Fourth lesson, this is the life! We felt like the rich and famous as we cruised up to each mooring, hopped over for drinks or shopping on an island, and then lounged luxuriously on the spacious, comfy trampoline over the hulls.  We kept saying things like “Who do we think we are?” and “Bloody hell, this is amazing.”

Finally, hiring a captain rather than crewing ourselves was the best idea ever. Captain Shane planned a wonderful itinerary and here are some of the highlights:

  • First night’s dinner under the stars at Waterlemon Cay  in St. John, including a night-time snorkel with the tarpon under the boat
  • Swimming and snorkeling at the Indians and the Caves at Norman Island
  • Indiana Jones-ing around the Baths and Devil’s Bay at Salt Island
  • Matty’s action-filled birthday!  It started at 7am when we set sail for the 25 mile crossing from Anegada (most of which I slept through).

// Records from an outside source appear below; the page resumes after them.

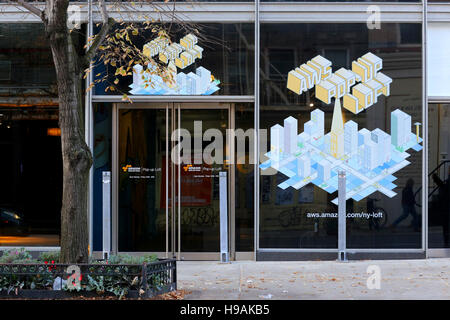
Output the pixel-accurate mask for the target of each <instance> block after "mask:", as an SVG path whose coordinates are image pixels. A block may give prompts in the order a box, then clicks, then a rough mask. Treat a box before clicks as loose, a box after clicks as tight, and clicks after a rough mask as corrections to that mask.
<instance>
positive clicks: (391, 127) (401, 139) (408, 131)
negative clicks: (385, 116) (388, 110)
mask: <svg viewBox="0 0 450 320" xmlns="http://www.w3.org/2000/svg"><path fill="white" fill-rule="evenodd" d="M391 139H392V144H393V145H394V146H396V147H403V146H405V145H406V144H407V143H408V142H409V140H410V139H411V116H410V115H408V114H406V113H405V112H403V111H402V110H400V109H396V110H395V111H393V112H392V113H391Z"/></svg>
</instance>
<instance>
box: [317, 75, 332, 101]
mask: <svg viewBox="0 0 450 320" xmlns="http://www.w3.org/2000/svg"><path fill="white" fill-rule="evenodd" d="M335 96H336V86H335V85H333V84H332V83H331V82H329V81H328V80H322V81H320V82H319V84H317V85H316V98H317V99H319V100H320V101H323V102H325V103H326V104H329V103H330V102H331V98H333V97H335Z"/></svg>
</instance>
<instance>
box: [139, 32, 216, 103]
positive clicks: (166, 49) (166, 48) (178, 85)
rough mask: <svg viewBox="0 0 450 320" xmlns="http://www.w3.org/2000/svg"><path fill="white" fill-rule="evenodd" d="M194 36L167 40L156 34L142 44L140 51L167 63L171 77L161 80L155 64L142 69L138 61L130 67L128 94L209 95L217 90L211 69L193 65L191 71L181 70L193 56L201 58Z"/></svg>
mask: <svg viewBox="0 0 450 320" xmlns="http://www.w3.org/2000/svg"><path fill="white" fill-rule="evenodd" d="M197 42H198V39H197V37H196V36H195V35H193V34H188V35H186V36H184V37H183V38H181V40H180V42H179V43H175V42H174V43H172V44H169V40H168V39H167V38H163V37H158V38H156V39H154V40H152V41H150V42H149V43H147V44H145V45H144V48H143V53H144V55H146V56H147V57H152V58H153V57H156V56H158V59H159V61H160V62H161V63H164V64H167V65H168V67H167V69H168V71H169V72H170V73H172V77H173V80H174V81H165V80H164V79H163V78H162V77H161V76H160V75H158V74H157V72H156V71H155V69H156V66H153V65H152V66H149V67H148V68H147V69H146V70H144V67H143V66H141V65H140V64H137V65H135V66H134V67H133V83H132V84H131V85H130V88H131V90H130V93H131V94H135V95H136V94H142V95H210V94H213V93H214V92H216V91H218V90H219V87H218V85H219V84H220V81H219V80H217V79H215V78H214V76H213V75H212V74H211V71H209V70H208V69H206V68H204V67H197V68H196V70H195V73H194V72H189V73H184V72H181V71H180V72H178V71H177V70H178V69H180V70H183V69H185V68H186V67H188V66H191V65H192V64H193V63H194V62H195V61H196V60H197V59H198V60H200V59H202V56H203V48H202V47H200V46H198V45H197Z"/></svg>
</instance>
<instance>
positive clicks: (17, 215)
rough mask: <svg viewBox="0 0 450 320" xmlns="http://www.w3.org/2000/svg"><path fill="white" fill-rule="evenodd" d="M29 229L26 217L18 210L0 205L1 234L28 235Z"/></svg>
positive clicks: (12, 234) (10, 234)
mask: <svg viewBox="0 0 450 320" xmlns="http://www.w3.org/2000/svg"><path fill="white" fill-rule="evenodd" d="M27 230H28V228H27V226H26V223H25V221H24V217H23V215H22V214H21V213H20V212H19V211H18V210H14V209H11V208H3V207H0V235H5V236H6V235H26V233H27Z"/></svg>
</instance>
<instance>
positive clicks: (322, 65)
mask: <svg viewBox="0 0 450 320" xmlns="http://www.w3.org/2000/svg"><path fill="white" fill-rule="evenodd" d="M311 63H312V64H314V65H317V66H318V67H319V68H320V70H321V77H322V80H326V79H328V77H329V76H331V61H330V60H328V59H325V58H324V57H322V56H320V55H317V56H315V57H314V58H312V59H311Z"/></svg>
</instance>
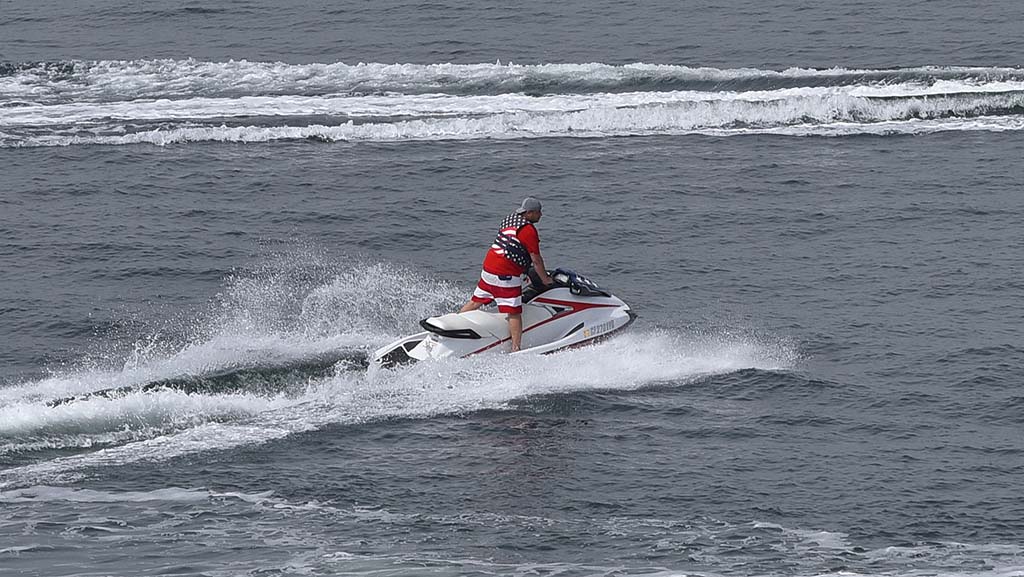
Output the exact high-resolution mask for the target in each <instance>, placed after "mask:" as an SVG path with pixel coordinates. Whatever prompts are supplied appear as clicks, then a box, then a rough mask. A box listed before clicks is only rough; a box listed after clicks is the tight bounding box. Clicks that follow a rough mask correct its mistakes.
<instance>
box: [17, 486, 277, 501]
mask: <svg viewBox="0 0 1024 577" xmlns="http://www.w3.org/2000/svg"><path fill="white" fill-rule="evenodd" d="M272 494H273V492H272V491H264V492H260V493H251V494H250V493H237V492H226V493H218V492H213V491H209V490H206V489H184V488H180V487H167V488H164V489H155V490H153V491H96V490H92V489H75V488H70V487H51V486H46V485H40V486H35V487H28V488H25V489H14V490H11V491H0V502H2V503H37V502H54V501H67V502H73V503H145V502H150V501H165V502H167V501H174V502H200V501H208V500H210V499H214V498H234V499H239V500H241V501H245V502H250V503H253V502H260V501H263V500H265V499H267V498H269V497H270V495H272Z"/></svg>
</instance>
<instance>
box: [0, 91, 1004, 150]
mask: <svg viewBox="0 0 1024 577" xmlns="http://www.w3.org/2000/svg"><path fill="white" fill-rule="evenodd" d="M1020 106H1024V93H1010V94H1004V93H1000V94H996V95H980V96H958V97H944V96H938V97H932V98H916V99H913V98H911V99H897V100H878V99H870V98H862V97H856V96H850V95H848V94H842V95H830V96H815V97H802V96H801V97H793V98H783V99H778V100H765V101H762V100H748V99H742V98H732V99H725V100H685V101H683V100H680V101H676V102H673V104H664V102H662V104H656V105H651V106H636V107H634V106H626V107H617V106H616V107H610V108H592V109H584V110H572V111H561V112H523V111H514V112H496V113H494V114H487V115H483V116H474V115H470V116H455V117H429V118H420V119H414V120H402V121H397V122H366V123H355V122H352V121H348V122H346V123H344V124H341V125H333V126H326V125H321V124H312V125H305V126H264V125H250V126H226V125H220V126H188V127H176V128H158V129H151V130H143V131H139V132H132V133H123V131H117V132H118V133H116V134H95V133H93V132H91V131H90V132H89V133H88V134H87V135H83V134H76V135H67V134H60V133H53V134H41V135H34V136H25V137H24V139H23V140H20V141H17V142H16V143H15V145H14V146H23V147H42V146H75V145H136V143H151V145H158V146H166V145H173V143H182V142H200V141H221V142H267V141H273V140H294V139H307V138H315V139H321V140H328V141H352V142H360V141H402V140H472V139H481V138H495V139H507V138H537V137H566V136H567V137H608V136H628V135H657V134H667V135H676V134H710V135H721V136H728V135H743V134H752V133H762V134H786V135H801V136H805V135H824V136H838V135H851V134H892V133H928V132H935V131H951V130H956V131H963V130H1000V131H1001V130H1020V129H1021V126H1022V118H1024V117H1021V116H1014V115H1005V116H1004V115H999V114H998V112H999V111H1004V110H1008V109H1010V108H1013V107H1020ZM989 112H993V113H995V114H992V115H991V116H985V115H986V114H988V113H989ZM965 117H967V118H965Z"/></svg>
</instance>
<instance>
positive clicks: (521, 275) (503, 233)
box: [460, 197, 551, 353]
mask: <svg viewBox="0 0 1024 577" xmlns="http://www.w3.org/2000/svg"><path fill="white" fill-rule="evenodd" d="M541 216H542V213H541V201H539V200H537V199H535V198H534V197H526V198H525V199H523V201H522V205H520V206H519V208H517V209H516V211H515V212H513V213H512V214H509V215H508V216H506V217H505V219H504V220H502V223H501V224H500V225H499V226H498V236H497V237H495V242H494V243H493V244H492V245H490V250H488V251H487V254H486V256H484V257H483V271H481V272H480V280H479V281H477V283H476V290H474V291H473V297H472V298H471V299H470V300H469V302H467V303H466V304H465V305H464V306H463V307H462V311H460V313H468V312H470V311H476V310H477V308H479V307H480V306H482V305H484V304H489V303H492V302H497V303H498V312H499V313H505V314H507V315H508V317H507V319H508V323H509V335H510V337H511V346H512V353H515V352H516V351H519V347H520V342H519V340H520V339H521V338H522V276H523V275H524V274H525V273H526V271H527V270H528V269H529V267H530V266H532V267H534V270H535V271H537V274H538V276H539V277H540V282H541V284H542V285H550V284H551V278H550V277H549V276H548V272H547V269H545V267H544V258H542V257H541V238H540V236H539V235H538V232H537V226H535V224H536V223H537V222H539V221H540V220H541Z"/></svg>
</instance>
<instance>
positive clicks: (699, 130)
mask: <svg viewBox="0 0 1024 577" xmlns="http://www.w3.org/2000/svg"><path fill="white" fill-rule="evenodd" d="M1021 110H1024V72H1022V71H1021V70H1019V69H983V68H975V69H972V68H918V69H898V70H888V71H869V70H848V69H835V70H827V71H815V70H806V69H791V70H785V71H763V70H754V69H738V70H719V69H707V68H689V67H680V66H666V65H645V64H636V65H624V66H611V65H603V64H581V65H571V64H552V65H526V66H520V65H499V64H495V65H382V64H365V65H353V66H350V65H345V64H341V63H337V64H327V65H285V64H281V63H248V61H229V63H202V61H196V60H133V61H102V63H70V64H67V65H65V66H55V65H54V66H47V65H38V66H28V65H27V66H22V67H13V68H10V67H8V69H7V70H6V73H5V74H3V71H0V147H44V146H76V145H135V143H153V145H171V143H183V142H199V141H230V142H267V141H273V140H288V139H313V140H321V141H353V142H359V141H401V140H436V139H479V138H529V137H564V136H585V137H605V136H623V135H652V134H693V133H696V134H715V135H741V134H749V133H751V132H761V133H772V134H791V135H845V134H858V133H863V134H890V133H897V134H899V133H922V132H931V131H938V130H1018V129H1020V128H1019V127H1020V125H1021V123H1020V119H1021V118H1022V115H1021V114H1020V111H1021ZM964 119H980V120H979V121H977V122H965V121H964ZM883 125H884V126H883Z"/></svg>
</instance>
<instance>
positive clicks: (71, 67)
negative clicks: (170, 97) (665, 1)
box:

Then we jumped off  the boat for a healthy 600m swim to Sandy Cay, a short hike around the island, then a quick sail to White’s Bay where he proceeded to swim straight to the bar and order two Soggy Dollars, which would have been quite clever if that was actually a name of a drink rather than the name of the bar, although he did pay with the notorious soggy dollars from his pocket. This bar happened to be the home of the Painkiller, one of our favorite drinks of the islands.  In fact, Erica had three in that one sitting alone!  Matty then kayaked around Great Bay before we went ashore for dinner.  We had a fantastic meal of conch fritters, pizza, tuna, and scallops at Corsair’s.  We ended the dinner with three 170 proof absinthe drinks that we were cautioned could be hallucinogenic, though none of us reported any of that but plenty of inebriation.  Finally we ended the night at Foxy’s in the early morning hours dancing to reggae music (along with one of our new local friends and his 30-year-old dreads), drinking copious amounts of alcohol, and crashing one of our neighboring boat’s party.
  • 15 mile sail to Anegada in 25-30 knot winds cruising at an average speed of  9 knots on a beam reach (I actually slept through the sail, but Erica tells me she steered for the whole trip)
  • 3 mile run on the white sandy road to the windward side of Anegada and lunch at Cow Wreck (which was completely empty due to the difficulty of sail that only our crew could manage)
  • Swimming at Turtle Cove with our new best friends, the turtles (Rob and Matty got a bit intimate with them, as a matter of fact)
  • Great run/swim/tour of the old Sugar Mill in St. John by Captain Shane
  • Fantastic snorkel at the Cow and the Calf rocks where we saw an eagle ray, an eel, a turtle, an intimidating barracuda and then a bull shark!
  • Endless inside jokes, including “eat an onion Mate”, Michaela setting world sleeping records while at sea, deciphering between which of our tour mates was the “bloke” of the relationship, that the sheep-shaggers refer to us Yanks as Seppos, but we know they come from a land where men are men and sheep are nervous.

As for the six of us, I thought we made a great crew with very compatible interests and personalities.  Captain Shane was always calm even when our sailing skills didn’t impress him, and he was a patient teacher and excellent guide.  Erica’s sweet smiling face was a pleasure to wake up to every morning, and she looked after all of us like the mother she is.  We also were impressed to see her get more comfortable in the water, and I’ll always remember watching her dive down to the wreck below (there’s a photo to prove it!) Mark as usual was the all-around sportsman and I think everyone enjoyed watching his many exertions, and then later seeing him match them with the number of beers each night.  Matt’s even, mellow attitude kept us all calm and collected (and was a great balance to my Type-A personality), and we all relied on him for important information like the name of a song from 1962 or what year a certain country got its independence.  And then there’s Rob.  He could have his own reality show I think.  His subtle humor had us all in stitches most of the time, and as I sit here I can still picture him shaking his head as he watches another sailor going by muttering something like, “That fella tacked a bit early, didn’t he, Cap?”  As for me, I have to say that in all my travels, this might be one of the best trips yet. Michaela is a happy, happy girl!